Cordley woes

To the editor:

Your April 10 article concerned Cordley School (among others) as being “access-deficient.” Of course, this comes as no surprise to District 497 administrators. They and (five of seven current) board members knew of those and many additional deficiencies, because they were talked about in neighborhood “fact-finding” meetings two years ago!

These “deficiencies” were known BEFORE retaining the two-story, 100-plus-year-old Cordley, rather than modern, ground-level Centennial, whose neighborhood had several times as many students as Cordley’s, primarily because 95 percent of the Cordley neighborhood is zoned for student-rental housing.

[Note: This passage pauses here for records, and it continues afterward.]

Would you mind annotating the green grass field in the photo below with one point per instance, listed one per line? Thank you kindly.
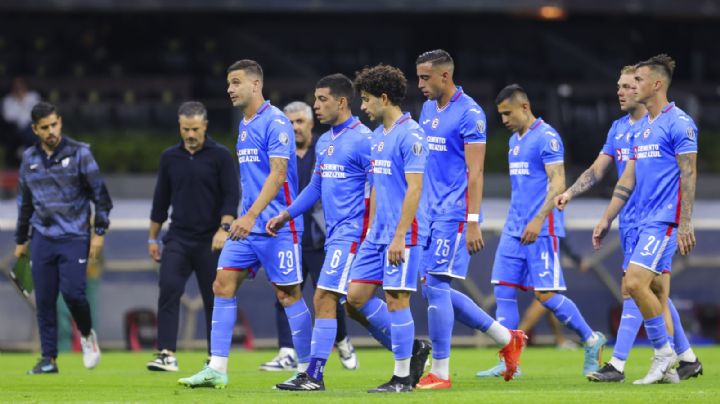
(549, 375)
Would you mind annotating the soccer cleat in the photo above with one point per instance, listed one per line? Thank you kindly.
(302, 382)
(593, 354)
(395, 385)
(346, 351)
(91, 350)
(421, 351)
(164, 361)
(687, 370)
(285, 360)
(659, 366)
(44, 366)
(432, 382)
(510, 353)
(608, 374)
(208, 377)
(497, 371)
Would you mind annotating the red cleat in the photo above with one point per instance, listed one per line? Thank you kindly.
(511, 353)
(432, 382)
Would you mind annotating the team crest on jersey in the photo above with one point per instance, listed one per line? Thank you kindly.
(417, 148)
(554, 145)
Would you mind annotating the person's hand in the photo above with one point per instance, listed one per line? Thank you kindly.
(473, 238)
(20, 250)
(241, 227)
(154, 251)
(277, 223)
(96, 244)
(532, 230)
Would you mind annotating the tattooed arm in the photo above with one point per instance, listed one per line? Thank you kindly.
(586, 180)
(688, 177)
(243, 225)
(556, 182)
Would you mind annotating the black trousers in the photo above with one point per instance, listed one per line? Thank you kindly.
(179, 260)
(312, 261)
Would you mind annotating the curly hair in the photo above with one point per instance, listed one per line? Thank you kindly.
(382, 79)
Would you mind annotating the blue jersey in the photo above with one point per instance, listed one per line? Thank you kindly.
(657, 175)
(401, 149)
(618, 145)
(527, 158)
(341, 171)
(267, 134)
(448, 130)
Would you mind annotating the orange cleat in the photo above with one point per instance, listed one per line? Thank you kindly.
(432, 382)
(511, 353)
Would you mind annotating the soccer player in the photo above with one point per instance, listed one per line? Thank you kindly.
(58, 179)
(529, 245)
(617, 148)
(454, 125)
(660, 175)
(339, 181)
(391, 253)
(269, 184)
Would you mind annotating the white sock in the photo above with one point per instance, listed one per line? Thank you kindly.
(618, 364)
(402, 367)
(688, 356)
(499, 333)
(593, 339)
(441, 368)
(218, 363)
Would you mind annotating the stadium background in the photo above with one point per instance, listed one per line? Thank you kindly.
(119, 69)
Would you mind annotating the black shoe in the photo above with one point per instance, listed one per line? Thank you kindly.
(687, 370)
(395, 385)
(421, 350)
(302, 382)
(608, 374)
(44, 366)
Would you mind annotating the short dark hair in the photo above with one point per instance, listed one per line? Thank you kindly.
(661, 63)
(435, 57)
(382, 79)
(338, 84)
(42, 110)
(249, 66)
(192, 108)
(512, 91)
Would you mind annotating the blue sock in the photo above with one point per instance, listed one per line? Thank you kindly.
(568, 314)
(657, 333)
(376, 313)
(402, 334)
(680, 340)
(223, 321)
(440, 314)
(323, 337)
(469, 313)
(630, 322)
(301, 328)
(507, 312)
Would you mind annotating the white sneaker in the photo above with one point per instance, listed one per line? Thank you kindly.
(661, 364)
(346, 351)
(286, 359)
(91, 350)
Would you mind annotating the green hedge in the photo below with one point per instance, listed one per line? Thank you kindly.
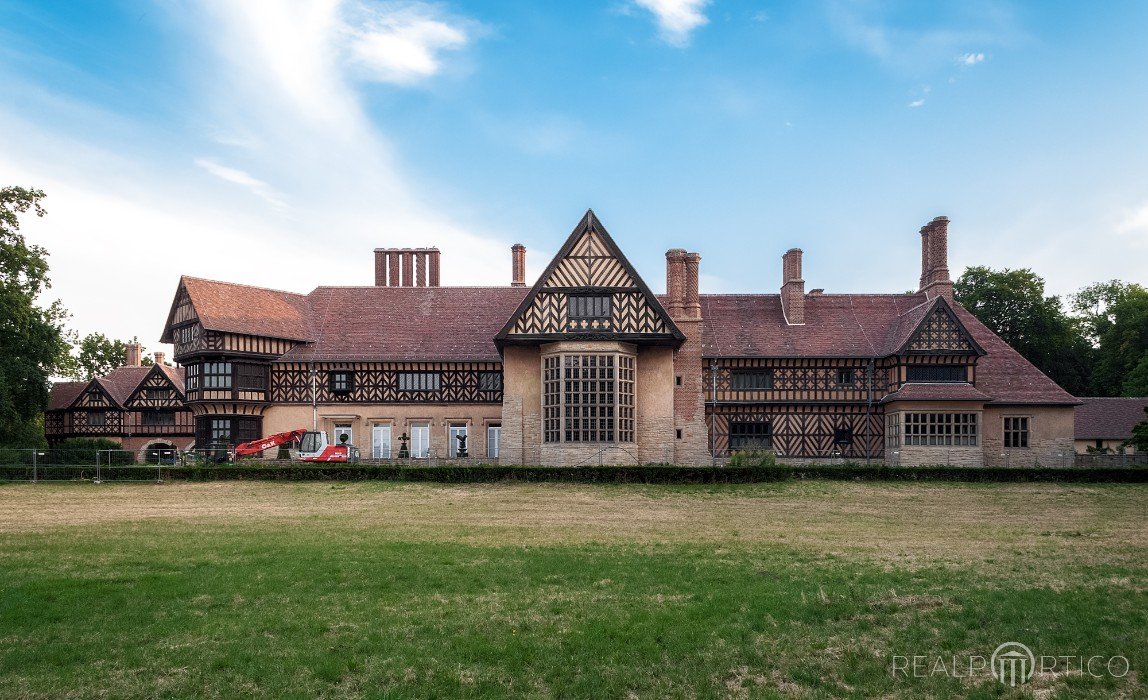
(649, 474)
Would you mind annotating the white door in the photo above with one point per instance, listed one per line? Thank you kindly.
(380, 442)
(420, 441)
(494, 434)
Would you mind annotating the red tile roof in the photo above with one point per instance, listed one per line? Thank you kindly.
(231, 308)
(1104, 418)
(408, 324)
(837, 325)
(936, 391)
(1005, 374)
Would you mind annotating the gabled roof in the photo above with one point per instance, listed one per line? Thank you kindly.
(1005, 374)
(122, 381)
(837, 325)
(230, 308)
(1109, 418)
(406, 324)
(563, 272)
(64, 394)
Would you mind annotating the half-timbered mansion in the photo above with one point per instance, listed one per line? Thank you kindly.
(141, 407)
(589, 366)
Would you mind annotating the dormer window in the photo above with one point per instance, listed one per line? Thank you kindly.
(936, 373)
(342, 381)
(587, 308)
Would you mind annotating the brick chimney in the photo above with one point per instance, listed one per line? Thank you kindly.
(691, 304)
(406, 266)
(675, 281)
(518, 265)
(935, 279)
(132, 355)
(792, 288)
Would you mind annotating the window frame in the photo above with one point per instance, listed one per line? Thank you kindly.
(1016, 429)
(341, 381)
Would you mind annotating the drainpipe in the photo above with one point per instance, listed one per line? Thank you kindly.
(315, 398)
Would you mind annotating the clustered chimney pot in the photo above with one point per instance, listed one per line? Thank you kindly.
(792, 288)
(518, 265)
(406, 266)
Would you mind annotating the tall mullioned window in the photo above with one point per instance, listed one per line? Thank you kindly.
(941, 429)
(588, 398)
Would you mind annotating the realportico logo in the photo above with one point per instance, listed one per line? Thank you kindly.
(1013, 663)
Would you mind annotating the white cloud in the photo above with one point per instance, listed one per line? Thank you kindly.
(401, 45)
(676, 18)
(230, 175)
(1134, 222)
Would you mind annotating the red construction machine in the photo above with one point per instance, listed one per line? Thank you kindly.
(312, 446)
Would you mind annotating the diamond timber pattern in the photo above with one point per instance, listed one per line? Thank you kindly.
(590, 264)
(940, 332)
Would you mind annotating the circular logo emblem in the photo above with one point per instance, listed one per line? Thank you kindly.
(1013, 663)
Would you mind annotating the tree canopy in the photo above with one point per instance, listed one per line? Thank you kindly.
(1115, 317)
(97, 355)
(1014, 305)
(32, 337)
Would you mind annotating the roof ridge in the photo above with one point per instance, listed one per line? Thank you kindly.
(203, 279)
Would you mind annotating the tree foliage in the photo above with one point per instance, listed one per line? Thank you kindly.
(1115, 318)
(1013, 304)
(97, 355)
(1140, 434)
(32, 339)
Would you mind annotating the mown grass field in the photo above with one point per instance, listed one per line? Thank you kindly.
(386, 590)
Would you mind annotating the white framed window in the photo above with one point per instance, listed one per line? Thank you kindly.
(452, 434)
(380, 442)
(494, 436)
(1016, 432)
(420, 441)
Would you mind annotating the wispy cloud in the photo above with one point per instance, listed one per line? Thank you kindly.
(1134, 223)
(231, 175)
(676, 18)
(401, 45)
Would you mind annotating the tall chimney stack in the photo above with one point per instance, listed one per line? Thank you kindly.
(675, 281)
(935, 279)
(691, 303)
(132, 352)
(518, 265)
(792, 288)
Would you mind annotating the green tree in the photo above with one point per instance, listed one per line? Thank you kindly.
(97, 355)
(1115, 318)
(1014, 305)
(1140, 434)
(32, 339)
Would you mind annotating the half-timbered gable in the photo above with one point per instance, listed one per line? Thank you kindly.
(590, 292)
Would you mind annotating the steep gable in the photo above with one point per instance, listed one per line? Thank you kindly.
(590, 270)
(156, 390)
(940, 333)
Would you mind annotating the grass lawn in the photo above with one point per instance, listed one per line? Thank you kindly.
(388, 590)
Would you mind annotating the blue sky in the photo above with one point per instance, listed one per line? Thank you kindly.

Because of Centennial’s closing, several families have left the (single family-zoned) Centennial Neighborhood. Those houses have since turned into rentals for three (or more) unrelated renters, making the school-less neighborhood even less desirable for families with children. Lawrence’s flawed zoning ordinance is the primary culprit responsible for the demise of central Lawrence neighborhoods, however, and, unless addressed, will eventually become a devastating crisis for all Lawrence neighborhoods and taxpayers.

Neither 497 administrators nor the board has satisfactorily explained why Centennial was closed instead of Cordley, which is a two-story, 100-year-old building loaded with lead paint (hurriedly covered), asbestos, poor egress, insufficient parking, a postage stamp-size playground and other problems too numerous to list.

The best solution is to re-open Centennial and close Cordley. Centennial will pass current inspection problems, saving taxpayers millions in future bond requests that will be necessary to maintain hopelessly undesirable Cordley.